At any and every level of training, one of the most deadly and subtle enemy is overtraining.
Muscular gains come slowly, and as a result of a lot of hard work. We therefore conclude that the harder we work, the greater our growth. This faulty “more is better” logic will surely lead us to a discouraging deadend. In our eagerness to build muscle , we exceed our training limitations and tear down more muscle tissue that the body is able to repair.
There are many symptoms of overtraining, some of the more common ones are:
- chronic fatigue
- loss of appetite
- proneness to injury and illness
- inability to achieve a pump
- loss of interest in training
You may think you have the flu as muscles ache, bodyweight and strength drop and you have a nagging loss of interest in your training.
If any of these symptoms of overtraining heap up on you, back off your training immediately and take time out to re-evaluate yourself and your workouts. Recovery from overtraining is often brought about by decreasing your training levels, either the number of workouts, number of exercises or number of sets.
This may be a good time to be creative. Try something new or alter your training to reactivate your interest. Check out your diet. Make sure you’re getting plenty of muscle building protein and carbohydrate before and after your workouts. The body feeds off its own tissue as an energy source if not adequately supplied by food intake. It’s vital to keep your attitude up and seek encouragement from partners and friends. This healthy sharing and introspection furthers your learning experience and overall awareness.
You may wisely choose to take a layoff entirely, giving the body a chance to recuperate and your mind the needed time away from the gym. You’ll come back after a few days mentally and physically refreshed and with renewed enthusiasm.
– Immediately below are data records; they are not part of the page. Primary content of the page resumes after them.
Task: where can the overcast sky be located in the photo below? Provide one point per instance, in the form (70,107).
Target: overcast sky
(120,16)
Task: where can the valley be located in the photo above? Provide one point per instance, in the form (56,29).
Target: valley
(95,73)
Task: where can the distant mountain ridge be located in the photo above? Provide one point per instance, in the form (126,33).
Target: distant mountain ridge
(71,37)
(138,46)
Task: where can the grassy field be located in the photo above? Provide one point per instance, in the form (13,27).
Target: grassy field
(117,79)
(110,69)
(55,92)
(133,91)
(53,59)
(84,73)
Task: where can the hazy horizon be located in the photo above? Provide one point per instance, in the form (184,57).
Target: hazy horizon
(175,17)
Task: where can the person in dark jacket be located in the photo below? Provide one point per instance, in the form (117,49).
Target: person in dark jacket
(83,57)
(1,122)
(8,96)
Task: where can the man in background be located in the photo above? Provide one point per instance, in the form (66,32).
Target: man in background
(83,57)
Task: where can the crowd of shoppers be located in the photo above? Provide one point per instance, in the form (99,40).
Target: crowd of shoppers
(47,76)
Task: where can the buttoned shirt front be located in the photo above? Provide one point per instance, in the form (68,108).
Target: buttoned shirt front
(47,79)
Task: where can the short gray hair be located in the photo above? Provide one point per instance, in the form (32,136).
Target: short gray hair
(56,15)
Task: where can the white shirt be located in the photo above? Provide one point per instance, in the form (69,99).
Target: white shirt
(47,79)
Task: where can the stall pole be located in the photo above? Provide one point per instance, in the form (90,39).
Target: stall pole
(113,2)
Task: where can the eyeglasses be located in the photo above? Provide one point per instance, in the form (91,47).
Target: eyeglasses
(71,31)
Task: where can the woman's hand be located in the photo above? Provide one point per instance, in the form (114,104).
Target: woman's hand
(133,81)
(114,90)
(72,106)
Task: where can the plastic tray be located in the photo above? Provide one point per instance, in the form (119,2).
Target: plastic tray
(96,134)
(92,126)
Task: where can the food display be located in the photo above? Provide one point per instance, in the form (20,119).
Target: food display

PLATEAUS AND STICKING POINTS
Closely tied to overtraining is the puzzle of sticking points of plateaus. Gains come fast at first. The sport is new, hopes are high and there’s victory in achieving your goals. Increase in muscle size, strength and tone are evident. However, as growth begins to normalize, progress slows down to what seems like a screeching halt. Here time groans by and the less serious lifters are taken to the mat.
Be assured that providing you’re vigorously applying the basics, improvement is always taking place. It’s here where the qualities of discipline, perseverance, determination and patience are developed and are called upon. And here is where real growth takes place in your soul and in your physical self.
Chances are you’ve become anxious, too close to yourself and far too critical. Changes in muscle density and skin tone are very subtle and often appear only after you become weary of examining yourself. Have faith and press on. Don’t submit to a child’s disappointment and don’t give up the front line trenches.
Bodybuilding curiously parallels all of life itself. Each one of us faces these periods of struggle and stagnation and it’s from them that we learn and grow.